HOW I EXPLAIN GENTRIFICATION TO MY DAUGHTER
rocío franco
We walk down 18th Street
& observe a flock of vultures
deep in the cavity
of a recovered wasteland.
A place that now has charm,
culture, & palatable tacos.
18th Street used to be rough
like bricks in rubble,
blocks hot to the touch,
streets buried
in divestment
& big city neglect.
Chicago allows us to cocoon
in our hoods until they metamorphose
into neighborhoods.
Property emerging cheap
to turn into a gallery,
brewery, or fusion bullshit.
Those vultures
who now flock safely
will never understand
how I found love as I sat
on a tuft of brown grass
in Harrison Park.
How the paletero
signaled summer
with his cartful
of rainbows,
& fire hydrant waves were
our only way to swim.
How my favorite taqueria
introduced me to tongue.
That it can be savored
& not something
they can peck
into silence.
Our home was never a wasteland.
It’s our hearth full
of swift-hand migrants
& first-gen hustlers
who refuse to be displaced
or gorged on like prey.
Rocío Franco is a Chicana poet and activist from Chicago.

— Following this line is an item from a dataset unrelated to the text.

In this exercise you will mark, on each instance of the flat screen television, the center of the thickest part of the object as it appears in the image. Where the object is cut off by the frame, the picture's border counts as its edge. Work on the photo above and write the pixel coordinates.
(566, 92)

She’s a 2020 Frost Conference on Poetry Alum, 2021 Rad(ical) DreamYard Consortium Fellow, 2021 The Watering Hole Fellow, and 2021 Best of the Net Nominee. Her poems have appeared in The Acentos Review, Outpatient Press, Chicago Reader’s Poetry Corner, the Exposition Review, the Latinx Anthology: What They Leave Behind, La Libreta, and La Raîz Magazine. She works at a union health fund and strongly believes in universal healthcare. She loves exploring the city with her family, practicing Brazilian Jiu-Jitsu, kickboxing, and approaches the world with a social justice lens.